The Atlanta-based airline has announced a $1 billion investment in an effort to limit air travel’s environmental impact, according to Reuters. This investment, to be parsed out over the next decade starting this March, is part of the company’s plan to become carbon-neutral, a project which would make it the first airline to ever do so.
It is estimated that global aviation accounts for roughly 2 percent of total carbon emissions, but that figure may well rise as air travel is expected to increase in the coming years.
“There’s no challenge we face that is in greater need of innovation than environmental sustainability, and we know there is no single solution,” said Ed Bastian, Delta’s chief executive, in a statement.
The move comes amid increasing concern among consumers about the global impact of burning jet fuel for travel, as well as the in-flight use of single-use plastics. In an interview with CNBC, Bastian admitted that the company will likely always use jet fuel in its aircraft, but the executive said the airliner is making its best efforts to negate the effects.
As for the $1 billion, it’s not yet clear how the the monies will be allocated.

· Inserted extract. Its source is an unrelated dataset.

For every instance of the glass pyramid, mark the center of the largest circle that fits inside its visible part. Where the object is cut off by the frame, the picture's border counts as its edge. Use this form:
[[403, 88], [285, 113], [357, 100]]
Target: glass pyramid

According to airline, some of the money from the investment will be earmarked to fund research and clean technologies. But Delta has offered no concrete details about how the investment will be distributed.
The airline industry is in something of a bind when it comes to going green. Biofuels take years to develop and remain in short supply. And, for now, no new jet engine technology has emerged that offers significantly more fuel-efficiency than what’s currently in use. Delta has taken steps to become more environmentally friendly in the past, like committing to capping greenhouse gas emissions at 2012 levels, but the new investment represents a decidedly more ambitious effort.
Of course, the real-world impact of the initiative remains to be seen. As Bastian noted in his CNBC interview, purchasing carbon offsets (part of the current strategy) is not enough, as there are not enough to go around. “We need to be investing in projects that make a difference,” he said.